Le ministre de l’Économie a indiqué que les derniers ajustements techniques étaient en cours, notamment dans le cadre des discussions sur le financement des collectivités territoriales. L’enjeu est de taille : il s’agit de déterminer le rendement exact de cet impôt, dont les estimations oscillent entre six et huit milliards d’euros pour l’année à venir.

Initialement portée par des figures centristes, cette contribution vise à assurer une plus grande équité dans le partage de l’effort financier national. Son devenir avait été incertain après son rejet par l’Assemblée nationale à l’automne dernier, une opposition venue tant de la droite que de la majorité présidentielle.

Pour l’exécutif, cette manne fiscale représente un levier indispensable pour équilibrer les comptes publics tout en finançant des mesures sociales annoncées récemment.
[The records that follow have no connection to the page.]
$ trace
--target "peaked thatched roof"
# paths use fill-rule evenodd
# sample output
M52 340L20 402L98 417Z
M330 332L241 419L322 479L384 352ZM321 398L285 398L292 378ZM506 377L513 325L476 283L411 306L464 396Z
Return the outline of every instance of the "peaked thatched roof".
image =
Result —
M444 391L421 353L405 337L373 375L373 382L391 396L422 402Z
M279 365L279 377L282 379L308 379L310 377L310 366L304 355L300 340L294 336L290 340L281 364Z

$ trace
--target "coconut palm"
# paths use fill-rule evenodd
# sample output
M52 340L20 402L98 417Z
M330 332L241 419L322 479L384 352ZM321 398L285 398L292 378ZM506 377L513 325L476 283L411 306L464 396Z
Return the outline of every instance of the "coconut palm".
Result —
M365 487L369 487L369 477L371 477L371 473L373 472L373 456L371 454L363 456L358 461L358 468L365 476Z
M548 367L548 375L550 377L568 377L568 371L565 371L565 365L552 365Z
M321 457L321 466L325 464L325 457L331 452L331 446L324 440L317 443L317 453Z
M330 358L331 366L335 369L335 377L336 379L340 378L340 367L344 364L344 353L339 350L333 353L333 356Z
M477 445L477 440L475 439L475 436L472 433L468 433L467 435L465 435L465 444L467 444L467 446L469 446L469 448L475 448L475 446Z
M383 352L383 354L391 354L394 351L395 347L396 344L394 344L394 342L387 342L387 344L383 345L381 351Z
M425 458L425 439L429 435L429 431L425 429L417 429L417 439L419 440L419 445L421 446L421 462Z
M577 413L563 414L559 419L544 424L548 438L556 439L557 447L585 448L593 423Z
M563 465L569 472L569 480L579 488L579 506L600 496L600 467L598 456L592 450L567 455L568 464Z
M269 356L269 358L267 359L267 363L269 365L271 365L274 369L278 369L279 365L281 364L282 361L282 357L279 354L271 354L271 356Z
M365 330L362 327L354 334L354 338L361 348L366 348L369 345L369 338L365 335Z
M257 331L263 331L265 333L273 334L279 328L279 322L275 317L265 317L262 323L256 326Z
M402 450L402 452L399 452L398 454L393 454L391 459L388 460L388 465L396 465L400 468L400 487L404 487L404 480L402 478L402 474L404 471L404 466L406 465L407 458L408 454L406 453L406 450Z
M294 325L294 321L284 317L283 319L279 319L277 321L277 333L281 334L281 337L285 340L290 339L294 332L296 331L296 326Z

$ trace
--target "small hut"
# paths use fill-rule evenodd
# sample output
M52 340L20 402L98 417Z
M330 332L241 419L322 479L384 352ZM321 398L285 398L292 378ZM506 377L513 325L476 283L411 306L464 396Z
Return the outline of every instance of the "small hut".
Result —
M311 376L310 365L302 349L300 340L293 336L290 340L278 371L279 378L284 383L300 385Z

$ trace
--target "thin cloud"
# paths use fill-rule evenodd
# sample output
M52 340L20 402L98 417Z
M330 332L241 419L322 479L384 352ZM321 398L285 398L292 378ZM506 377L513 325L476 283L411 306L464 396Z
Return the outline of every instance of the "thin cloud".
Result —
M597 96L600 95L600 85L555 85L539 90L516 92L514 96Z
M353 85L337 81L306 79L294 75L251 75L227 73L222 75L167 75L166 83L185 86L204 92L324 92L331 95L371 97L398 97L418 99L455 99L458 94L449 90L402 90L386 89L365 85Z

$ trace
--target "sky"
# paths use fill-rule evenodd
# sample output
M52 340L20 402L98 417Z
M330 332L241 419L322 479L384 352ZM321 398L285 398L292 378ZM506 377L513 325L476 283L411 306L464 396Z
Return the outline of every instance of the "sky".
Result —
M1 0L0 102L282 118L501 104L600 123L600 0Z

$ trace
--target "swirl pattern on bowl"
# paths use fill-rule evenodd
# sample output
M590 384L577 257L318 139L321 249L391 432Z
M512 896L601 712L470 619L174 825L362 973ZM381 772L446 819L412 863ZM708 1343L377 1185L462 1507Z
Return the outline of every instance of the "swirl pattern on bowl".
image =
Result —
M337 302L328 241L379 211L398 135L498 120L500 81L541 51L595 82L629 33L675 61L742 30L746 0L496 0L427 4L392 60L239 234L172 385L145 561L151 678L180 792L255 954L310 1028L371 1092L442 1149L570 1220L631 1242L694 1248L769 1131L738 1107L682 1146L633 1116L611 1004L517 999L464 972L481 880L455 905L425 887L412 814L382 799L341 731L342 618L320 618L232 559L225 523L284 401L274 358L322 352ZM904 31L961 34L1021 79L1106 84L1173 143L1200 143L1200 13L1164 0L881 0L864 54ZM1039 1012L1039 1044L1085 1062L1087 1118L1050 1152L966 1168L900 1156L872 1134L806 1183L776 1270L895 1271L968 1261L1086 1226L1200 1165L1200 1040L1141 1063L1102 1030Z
Parmi elles figurent le renforcement de la prime d’activité, des créations d’emplois dans l’enseignement et l’extension du tarif social pour les repas universitaires.

La question de la répartition de l’effort entre les grands groupes et les collectivités locales demeure sensible, à quelques semaines des élections municipales. L’objectif affiché est de ramener le déficit public sous la barre des 5% du PIB, un cap exigeant qui nécessite des arbitrages délicats.

Un autre dilemme institutionnel attend le Premier ministre : le choix de l’outil législatif pour faire adopter ce budget. Le recours à une procédure accélérée, comme l’engagement de responsabilité du gouvernement, ou à une ordonnance, sont des options sur la table pour éviter un vote parlementaire incertain.

Les négociations doivent reprendre dans les prochains jours, laissant peu de temps pour finaliser un texte qui conditionnera la trajectoire économique du pays et la capacité du gouvernement à trouver des majorités sur ses réformes.